As a shy kid, and now as a shy adult, I’ve never been one who savored stepping into the spotlight. You’re never more in the spotlight than when you’re speaking in front of people. Horrors! What if I misspeak?
Nevertheless, there have been times when it can’t be avoided. These days, that happens at church, and I’ve resigned myself to believe that nowhere on Earth — and I mean nowhere — is there a group of people who are more forgiving of your goofs, and who wants you to succeed more. I sometimes wonder if it’s actually relief that they weren’t asked to step up on the podium. My conclusion tends to land on the side that God sends angels to help people through things.
However, any relief is fleeting, and it’s certainly not enough to warrant the mandatory preparation and recurring waves of anxiety. Please, just let me just find my place in the shadows.
I didn’t take a speech class in college until my senior year. I knew the course was required for my degree, but I also knew I needed to take it. I put it off, not wanting to put myself through the ordeal. Communicating ideas clearly and presenting them openly in a public forum is an essential component of success in several areas of life. Skills in public speaking help propel anyone’s career.
While I was working, speaking invitations would come my way occasionally, so my practical education was ongoing.

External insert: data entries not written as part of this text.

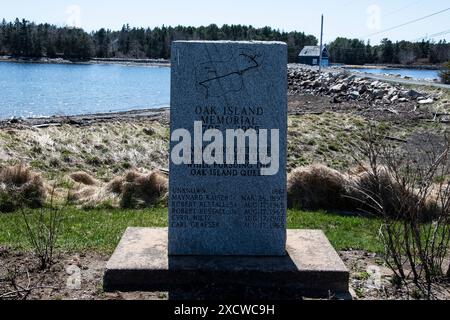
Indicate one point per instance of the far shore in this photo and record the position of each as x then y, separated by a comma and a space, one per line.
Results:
393, 66
121, 61
166, 63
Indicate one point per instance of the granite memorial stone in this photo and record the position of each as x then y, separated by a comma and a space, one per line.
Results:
228, 148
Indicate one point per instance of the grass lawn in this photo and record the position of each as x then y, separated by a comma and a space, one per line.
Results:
101, 229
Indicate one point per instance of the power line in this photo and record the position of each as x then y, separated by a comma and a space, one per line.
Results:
402, 8
406, 23
442, 33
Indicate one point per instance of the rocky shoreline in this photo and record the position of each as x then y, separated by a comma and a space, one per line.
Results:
344, 86
161, 115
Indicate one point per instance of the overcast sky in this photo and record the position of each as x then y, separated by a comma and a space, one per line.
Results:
355, 19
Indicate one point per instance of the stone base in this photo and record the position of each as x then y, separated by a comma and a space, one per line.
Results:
311, 267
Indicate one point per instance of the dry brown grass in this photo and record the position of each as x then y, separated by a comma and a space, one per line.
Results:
132, 190
84, 178
19, 186
317, 187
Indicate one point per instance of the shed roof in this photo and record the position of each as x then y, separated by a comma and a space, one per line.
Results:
310, 51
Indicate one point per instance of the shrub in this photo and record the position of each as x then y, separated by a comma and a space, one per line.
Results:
445, 73
409, 187
42, 230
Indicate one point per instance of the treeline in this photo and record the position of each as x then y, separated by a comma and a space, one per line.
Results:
355, 51
24, 38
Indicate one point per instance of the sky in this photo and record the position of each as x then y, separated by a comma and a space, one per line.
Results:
362, 19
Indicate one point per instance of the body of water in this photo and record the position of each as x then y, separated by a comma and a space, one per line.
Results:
34, 90
412, 73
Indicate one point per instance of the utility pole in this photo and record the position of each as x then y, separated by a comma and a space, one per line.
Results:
321, 45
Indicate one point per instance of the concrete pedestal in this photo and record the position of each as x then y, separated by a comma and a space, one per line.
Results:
311, 267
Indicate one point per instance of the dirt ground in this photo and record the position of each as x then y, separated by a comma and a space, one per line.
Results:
79, 277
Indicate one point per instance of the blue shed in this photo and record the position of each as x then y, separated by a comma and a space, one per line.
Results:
310, 55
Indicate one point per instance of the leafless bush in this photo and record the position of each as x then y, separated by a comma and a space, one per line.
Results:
408, 185
42, 229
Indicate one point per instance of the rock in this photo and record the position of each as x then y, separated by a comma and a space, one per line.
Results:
354, 95
426, 101
362, 89
149, 131
394, 98
339, 87
386, 100
413, 94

I’m learning even today. Whether I’m listening to a motivational speaker, a preacher in the pulpit, or a manager cheering on the staff, I still consider myself a student in the real-life class of public speaking. Every speaker has a valuable lesson to teach. Sometimes it’s with the ideas. Sometimes it’s with the presentation. Sometimes it’s the lesson of a bad example.
This is the age of video and broadcast journalism. My generation is perhaps the last one where presentation of a writer’s message seemed less important than the message itself. I’m fortunate to have been born when I was.
It’s not enough anymore to write brilliantly, or perhaps even thoughtfully, and then only get up before a crowd to read it. I admire those who are able to stand and deliver, and to do so with style.